In the field of dental filling materials [0], our research started with the development of optimized photoinitiator systems that have to absorb in the visible light region. State of the art photoinitiator camphorquinone has been modified with tertiary amine groups to improve the photoreactivity [1]. Especially in aqueous acidic dental primer formulations, this bimolecular photoinitiation system suffers from the solvent cage effect has shows only poor photoreactivity. Phenylglycines avoid the back electron transfer by spontaneous decarboxylation reaction [2]. Limited thermal storage stability forced us to the development of monomolecular initiators that don’t suffer from the solvent cage effect. Bisacyl phosphine oxides (BAPOs) are generally the initiators of choice but very poor solubility, especially in the aqueous formulations, led to the development of hydrophilic BAPOs [3].

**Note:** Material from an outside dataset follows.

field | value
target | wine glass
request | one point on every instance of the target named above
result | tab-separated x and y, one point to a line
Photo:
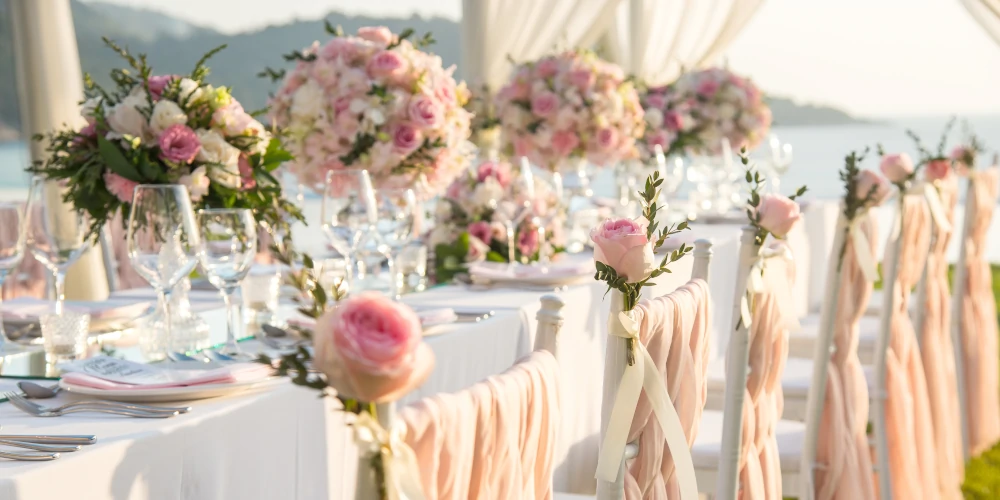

The new generation of LED based dental lamps has a much smaller emission spectra than classical halogen lamps. Therefore new, more red-shifted monomolecular initiators were necessary. The germanium-based initiators [4] fulfil all the requirements and are now commercially on the market under the trade name Ivocerin [5].

Another shortcoming of currently used dental filling materials is the limited penetration depth of light in the highly filled composite material. Frontal polymerization using smart peroxides that undergo a destabilization reaction during the polymerization reaction allow a travelling front throughout the system. [6].

[0] Moszner, N.; Salz, U. Macromol. Mater. Eng.; 2007, 292, 245-271

[1] G. Ullrich, D. Herzog, R. Liska, P. Burtscher, N. Moszner: "Photoinitiators with Functional Groups. VII. Covalently Bonded Camphorquinone-Amines"; Journal of Polymer Science Part A: Polymer Chemistry, 42 (2004), S. 4948 - 4963.

[2] G. Ullrich, P. Burtscher, U. Salz, N. Moszner, R. Liska: "Phenylglycine Derivatives as Coinitiators for the Radical Photopolymerization of Acidic Aqueous Formulations"; Journal of Polymer Science Part A: Polymer Chemistry, 44 (2006), S. 115 - 125.

[3] G. Ullrich, B. Ganster, U. Salz, N. Moszner, R. Liska: "Photoinitiators With Functional Groups. IX. Hydrophylic Bisacylphosphine Oxides for Acidic Aqueous Formulations"; Journal of Polymer Science Part A: Polymer Chemistry, 44 (2006), S. 1686 - 1700.

[4] B. Ganster, U. Fischer, N. Moszner, R. Liska: "New Photocleavable Structures. V. Diacylgermane Based Photoinitiators for Visible Light Curing"; Macromolecules, 7 (2008), 41; S. 2394 - 2400.

[5] N. Moszner, U. Fischer, B. Ganster, R. Liska, V. Rheinberger: "Benzoyl germanium derivatives as novel visible light photoinitiators for dental materials"; Dental Materials, 7 (2008), 24; S. 901 - 907.

[6] A. Gugg, C. Gorsche, N. Moszner, R. Liska: "Frontal Polymerization: Polymerization Induced Destabilization of Peracrylates"; Macromolecular Rapid Communications, 32 (2011), S. 1096 - 1100.